Sudah cerdaskan bangsa Indonesia? Pertanyaan ini sederhana, tapi jawabannya bisa jadi tidak. Banyak sekali tokoh Teknologi Informasi (TI) yang memberi jawaban “ya” untuk pertanyaan di atas.
Pak Onno Purbo adalah salah satu tokoh TI yang dikenal banyak orang, dan banyak orang juga sudah mengetahui bahwa beliau akan memberi jawaban “ya” untuk pertanyaan di atas. Hal ini bisa dibaca di berbagai media massa
Supaya lebih fokus, kita bisa persempit pertanyaan ke “Cerdaskah Bangsa Indonesia dalam hal TI?” Kembali, jawaban banyak tokoh TI di Indonesia ini adalah ya.
Saya sendiri tidak sependepat dengan jawaban “Ya”. Saya berpendapat “Secara umum, tidak”. Ya, kita secara umum tidak cerdas dalam hal TI. Bahwa ada individu yang cerdas atau luar biasa cerdas, ya, saya akui. Tapi secara umum jawabannya adalah ‘Tidak’.
Mengapa demikian? Karena memang secara umum tidak. Karena memang selama ini penilaian kita rasanya agak sempit. Saya ingin mengajak kita memperluas tentang bagaimana masyarakat global (dengan segala segmen-segmen mereka) menilai kecerdasan suatu bangsa.
Pertama, penilaian masyarakat global tidak dibatasi kepada kemampuan praktis. Oke, kita bisa membuat RT/RW net, dan Pak Onno sudah mengajar ke India, Asia Selatan, dan entah negara apa lagi untuk membuat jaringan komputer.
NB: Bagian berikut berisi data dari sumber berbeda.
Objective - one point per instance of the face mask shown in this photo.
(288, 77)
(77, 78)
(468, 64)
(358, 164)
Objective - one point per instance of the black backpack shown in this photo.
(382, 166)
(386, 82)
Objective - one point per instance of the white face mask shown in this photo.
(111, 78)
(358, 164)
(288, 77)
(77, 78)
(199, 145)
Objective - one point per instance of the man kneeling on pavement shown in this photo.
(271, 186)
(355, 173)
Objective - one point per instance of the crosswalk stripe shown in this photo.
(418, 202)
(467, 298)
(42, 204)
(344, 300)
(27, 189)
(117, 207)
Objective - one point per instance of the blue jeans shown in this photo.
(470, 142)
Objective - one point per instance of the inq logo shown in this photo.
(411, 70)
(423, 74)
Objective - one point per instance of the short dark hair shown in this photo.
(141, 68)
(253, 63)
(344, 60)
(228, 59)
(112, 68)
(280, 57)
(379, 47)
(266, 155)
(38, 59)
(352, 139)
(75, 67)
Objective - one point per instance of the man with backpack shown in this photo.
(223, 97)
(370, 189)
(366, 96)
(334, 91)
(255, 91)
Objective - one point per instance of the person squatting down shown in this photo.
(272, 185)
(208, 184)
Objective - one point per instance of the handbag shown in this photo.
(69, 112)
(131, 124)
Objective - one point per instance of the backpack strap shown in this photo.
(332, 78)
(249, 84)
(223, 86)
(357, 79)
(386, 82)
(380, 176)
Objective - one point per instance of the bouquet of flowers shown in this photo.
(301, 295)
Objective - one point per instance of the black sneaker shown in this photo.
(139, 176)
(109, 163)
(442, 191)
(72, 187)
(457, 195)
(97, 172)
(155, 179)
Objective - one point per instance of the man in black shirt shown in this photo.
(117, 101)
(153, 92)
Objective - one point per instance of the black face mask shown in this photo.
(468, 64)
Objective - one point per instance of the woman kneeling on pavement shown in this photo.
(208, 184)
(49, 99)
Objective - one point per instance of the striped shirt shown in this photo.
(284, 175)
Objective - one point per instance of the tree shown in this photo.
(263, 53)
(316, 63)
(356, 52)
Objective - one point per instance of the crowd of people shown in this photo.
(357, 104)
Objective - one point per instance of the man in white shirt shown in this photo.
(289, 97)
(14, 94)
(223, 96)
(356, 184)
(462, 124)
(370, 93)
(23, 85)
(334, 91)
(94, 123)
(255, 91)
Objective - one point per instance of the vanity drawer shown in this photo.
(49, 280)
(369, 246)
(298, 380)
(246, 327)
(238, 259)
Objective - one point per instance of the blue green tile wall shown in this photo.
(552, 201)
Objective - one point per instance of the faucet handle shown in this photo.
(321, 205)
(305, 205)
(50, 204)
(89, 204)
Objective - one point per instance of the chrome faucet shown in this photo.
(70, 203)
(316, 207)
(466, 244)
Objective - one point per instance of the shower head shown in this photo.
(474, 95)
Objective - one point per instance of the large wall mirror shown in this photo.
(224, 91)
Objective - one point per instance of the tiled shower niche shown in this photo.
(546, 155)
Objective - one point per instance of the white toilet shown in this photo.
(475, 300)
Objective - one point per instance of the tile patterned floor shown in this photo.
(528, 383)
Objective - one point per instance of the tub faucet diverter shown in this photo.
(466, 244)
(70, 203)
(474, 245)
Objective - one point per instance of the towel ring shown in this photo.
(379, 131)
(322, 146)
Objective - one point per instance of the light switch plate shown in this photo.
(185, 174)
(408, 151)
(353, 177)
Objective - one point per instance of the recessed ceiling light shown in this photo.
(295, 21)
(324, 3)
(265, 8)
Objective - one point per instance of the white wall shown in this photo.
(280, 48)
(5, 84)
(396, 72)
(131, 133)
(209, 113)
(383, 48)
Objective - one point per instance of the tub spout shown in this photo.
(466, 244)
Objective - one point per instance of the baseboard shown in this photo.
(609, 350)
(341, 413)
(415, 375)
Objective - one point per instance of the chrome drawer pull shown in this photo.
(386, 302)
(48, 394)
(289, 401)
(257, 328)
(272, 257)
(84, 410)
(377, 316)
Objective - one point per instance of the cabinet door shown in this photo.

Mungkin saja mereka kalah pintar dalam hal itu, dan orang-orang di Indonesia ini lebih sukses dalam membuat jaringan demikian. Tapi, apakah TI hanya tentang jaringan komputer? Jadi, satu hal banyak orang (yang maaf kata ’sangat silau’ dengan kesuksesan RW/RT net) lupa bahwa TI tidak melulu tentang jaringan.
Kontribusi
Kedua, seberapa banyak kontribusi orang Indonesia dalam membuat opened source-code software dan free software? Linux, FreeBSD, Compiere, Mozilla, Opera, dan bejibun free software dibuat tanpa kehadiran personil dari Indonesia; kalaupun ada terlalu kecil persentasenya. Bagaimana mungkin kita layak membanggakan diri cerdas dalam hal TI, tidak kalah dari bangsa lain?
Ketiga, kecerdasan tidak terbatas ke kecerdasan kognitif. Kecerdasan juga mencakup kecerdasan emosional. Kalau kita lemah dalam hal manajemen, inisiatif bisnis, dan lain-lain, bukankah kita secara implisit mengakui bahwa kita belum cerdas? Ini masih terkait dengan TI, karena TI pun memerlukan manajemen, inisiatif bisnis, kesabaran, dan lain-lain.
Seth Godin dalam bukunya ’All Marketers Are Liars’, mengatakan bahwa fungsi marketers adalah menceritakan apa yang sebenarnya ingin didengar oleh konsumen. Apakah banyak pakar TI Indonesia selama ini berperan sebagai marketer dalam sense di atas? Saya sendiri rasanya tidak sering berperilaku sebagai marketer dalam sense di atas.
Saya tidak menihilkan peran dan perjuangan ‘Pakar-Pakar TI’ di sini untuk meningkatkan kemajuan bangsa. Tapi janganlah memberi persepsi yang sempit, dan terlebih-lebih menyesatkan. Semoga kita menjadi lebih cerdas dalam banyak aspek.